Just a silly idea for a web application that will put a chill down your spine.
This one is actually motivated by a project where I originally
implemented something worse. The idea is to have a button
in a web application that, when clicked, restarts a systemd service
unit in the same vein as doing sudo systemctl restart
example.service
:
Typically restarting services is a privileged operation. In the case
of user services you might get by restarting things that you
yourself started or control but what I am describing is separating
the Linux user account performing the restart from the web
application user initiating the action.
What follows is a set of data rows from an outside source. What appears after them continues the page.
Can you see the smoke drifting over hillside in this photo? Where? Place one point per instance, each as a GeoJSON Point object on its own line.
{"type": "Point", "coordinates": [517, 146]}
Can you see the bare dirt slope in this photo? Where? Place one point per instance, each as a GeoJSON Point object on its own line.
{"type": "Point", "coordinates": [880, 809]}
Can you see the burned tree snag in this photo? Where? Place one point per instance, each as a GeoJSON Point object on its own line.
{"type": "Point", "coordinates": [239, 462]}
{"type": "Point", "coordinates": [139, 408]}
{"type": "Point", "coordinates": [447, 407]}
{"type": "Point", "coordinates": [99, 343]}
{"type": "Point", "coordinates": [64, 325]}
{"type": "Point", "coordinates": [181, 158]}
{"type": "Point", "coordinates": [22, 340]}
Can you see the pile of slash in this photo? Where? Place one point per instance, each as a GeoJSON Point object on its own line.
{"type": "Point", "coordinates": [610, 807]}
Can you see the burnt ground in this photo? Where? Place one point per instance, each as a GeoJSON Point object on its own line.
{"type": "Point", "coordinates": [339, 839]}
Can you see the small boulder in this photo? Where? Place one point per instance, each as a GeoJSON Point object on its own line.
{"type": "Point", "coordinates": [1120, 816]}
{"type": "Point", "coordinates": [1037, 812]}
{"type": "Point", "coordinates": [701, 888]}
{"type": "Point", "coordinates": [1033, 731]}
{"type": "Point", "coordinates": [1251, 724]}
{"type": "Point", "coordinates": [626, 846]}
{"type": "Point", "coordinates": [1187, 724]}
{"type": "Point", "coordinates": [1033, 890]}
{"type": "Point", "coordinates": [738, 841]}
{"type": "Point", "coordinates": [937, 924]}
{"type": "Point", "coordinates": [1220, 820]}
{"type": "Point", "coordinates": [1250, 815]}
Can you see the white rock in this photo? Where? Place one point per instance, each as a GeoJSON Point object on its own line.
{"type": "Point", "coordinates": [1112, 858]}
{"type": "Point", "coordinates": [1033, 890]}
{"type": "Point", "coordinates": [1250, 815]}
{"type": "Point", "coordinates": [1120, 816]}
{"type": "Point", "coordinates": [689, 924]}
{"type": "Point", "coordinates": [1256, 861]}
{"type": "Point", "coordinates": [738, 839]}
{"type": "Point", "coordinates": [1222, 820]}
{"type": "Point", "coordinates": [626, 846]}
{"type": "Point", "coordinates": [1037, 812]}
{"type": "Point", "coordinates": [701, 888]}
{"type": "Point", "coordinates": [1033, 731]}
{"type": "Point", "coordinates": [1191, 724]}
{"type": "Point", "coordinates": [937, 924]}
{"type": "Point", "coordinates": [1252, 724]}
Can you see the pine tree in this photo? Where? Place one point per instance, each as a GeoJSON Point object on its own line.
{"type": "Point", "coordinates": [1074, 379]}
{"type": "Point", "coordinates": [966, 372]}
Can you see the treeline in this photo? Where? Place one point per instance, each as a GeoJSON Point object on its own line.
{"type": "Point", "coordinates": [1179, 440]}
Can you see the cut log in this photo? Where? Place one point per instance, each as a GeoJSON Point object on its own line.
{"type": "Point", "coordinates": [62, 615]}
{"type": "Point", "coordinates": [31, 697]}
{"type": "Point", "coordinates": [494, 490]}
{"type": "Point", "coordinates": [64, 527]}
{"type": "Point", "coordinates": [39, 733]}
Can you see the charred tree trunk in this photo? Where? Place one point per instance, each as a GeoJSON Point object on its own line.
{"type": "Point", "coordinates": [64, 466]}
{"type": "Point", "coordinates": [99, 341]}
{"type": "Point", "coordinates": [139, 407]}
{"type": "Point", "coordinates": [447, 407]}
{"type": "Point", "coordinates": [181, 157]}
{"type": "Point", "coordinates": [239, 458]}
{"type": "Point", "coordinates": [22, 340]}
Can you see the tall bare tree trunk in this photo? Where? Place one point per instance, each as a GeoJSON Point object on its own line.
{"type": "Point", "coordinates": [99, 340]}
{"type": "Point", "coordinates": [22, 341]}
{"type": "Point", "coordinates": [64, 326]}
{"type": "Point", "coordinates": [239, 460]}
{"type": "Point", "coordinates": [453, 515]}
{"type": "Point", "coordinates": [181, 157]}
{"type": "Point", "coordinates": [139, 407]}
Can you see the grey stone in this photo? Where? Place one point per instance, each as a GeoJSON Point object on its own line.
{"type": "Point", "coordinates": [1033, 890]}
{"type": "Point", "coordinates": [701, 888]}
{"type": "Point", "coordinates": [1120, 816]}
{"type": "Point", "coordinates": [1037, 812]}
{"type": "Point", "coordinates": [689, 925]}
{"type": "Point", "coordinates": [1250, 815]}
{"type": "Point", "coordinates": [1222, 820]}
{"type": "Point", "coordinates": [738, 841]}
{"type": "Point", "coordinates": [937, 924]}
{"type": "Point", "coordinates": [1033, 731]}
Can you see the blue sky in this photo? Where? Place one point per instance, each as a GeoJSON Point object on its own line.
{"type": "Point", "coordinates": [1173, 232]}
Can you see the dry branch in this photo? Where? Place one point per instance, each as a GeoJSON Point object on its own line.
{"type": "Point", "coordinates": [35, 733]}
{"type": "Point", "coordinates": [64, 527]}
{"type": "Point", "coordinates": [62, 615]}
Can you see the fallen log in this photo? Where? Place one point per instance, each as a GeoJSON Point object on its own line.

This might be seen as
analogous to hooking up sudo
to the internet.
Is it possible to do this dangerous sounding thing with some margin of safety? How do you guard against the most obvious problem cases? Let's give it a shot!
Things that would concern me:
Separating the web server from the "restart services" application
seems like the biggest thing to tackle first. With it done it is
possible to continue through with more precautions but they aren't
worth much without this bare minimum satisfied. Having spent some
time recently digging through the Python documentation and standard
library I've been looking for a reason to try
out xmlrpc.server
.
What if the web server only communicated via remote procedure call
to a more locked down service capable of invoking restarts? Here is
a tiny web application that has a single page presenting a form with
one field. I'm using Bottle because it is comically small and seems
to work well with waitress for socket activation:
import os, socket, xmlrpc.client
import bottle
import waitress
@bottle.route('/')
def main():
return '''
<form action="/restart" method="post">
Service ID: <input name="service_id" type="text" />
<input value="restart" type="submit" />
</form>
'''
def invoke_restart(identifier, rpc_server_address):
proxy = xmlrpc.client.ServerProxy(rpc_server_address)
return proxy.restart_unit(identifier)
@bottle.post('/restart')
def restart_handler():
service_id = bottle.request.forms.get('service_id')
return invoke_restart(service_id, bottle.request.app.config['RPC_SERVER'])
if __name__ == '__main__':
SYSTEMD_FIRST_SOCKET_FD = 3
sockets = [socket.fromfd(SYSTEMD_FIRST_SOCKET_FD, socket.AF_INET, socket.SOCK_STREAM)]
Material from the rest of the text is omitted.